I understand that Rayn is fearful and may be rooted in that fear, but he cannot continue to ignore this guy, hoping he will listen to reason. Andy is no good. He has proven this over and over so now is the time to involve the police. Rayn can take comfort in the fact that he has people who care for him and are on his side. He needs to trust them to be there for him..

People who have been subject to domestic abuse - and I consider what Andy has done and is doing to Rayn counts as abuse - often get so beaten down by it they are too frightened to do anything. they're literally frozen with fear. I've been a family solicitor for a long time and seen many people where Rayn is now after domestic abuse.
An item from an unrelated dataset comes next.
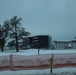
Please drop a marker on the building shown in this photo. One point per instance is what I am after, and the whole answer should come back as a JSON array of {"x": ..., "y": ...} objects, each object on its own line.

I've seen people go to the police with black eyes and broken bones only to retract the statement the next day, or to come to me for an injunction then not turn up at court, or come to my office with the abuser to tell me they're sorry but they made a mistake, etc etc It's a sad, sad situation. Fortunately for Rayn his friends are not going to let him get away with hiding anymore

On 03/22/2016 12:34 AM, Roberto Zuniga said:

I finally got to read the last three chapters. Real life keeps getting in the way LOL. I love the way your story is crafted and I can totally empathize with Rayn...been there and it's a living hell. Keep up the great work and thanks for such a wonderful story!

Thank you so much for your kind comments. It reminds me, actually, that I should post the new chapter, which I will now go and do.

On 04/09/2016 04:37 AM, Jaro_423 said:

Yes, the victims of domestic violence often end up being the ones who protect those that abuse them. It's sad but true and rather difficult for an outsider to understand. Poor Rayn is so in that place, but you make it understandable. He has been beaten and controlled and can't seem to get out of that. Can't wait to see how you sort him out.

I think it's hard sometimes for people who haven't been there to understand the sheer impact that such obsession and manipulation can have. Completely normal, strong, rational people find themselves doing things they would never have done and even lying about it. The mental damage can be enormous. Which is why Rayn is so scared yet so reluctant to do anything about it. It's only by 'using' Daniel that Sara can get through to him because he'll do for Daniel what he won't do for himself.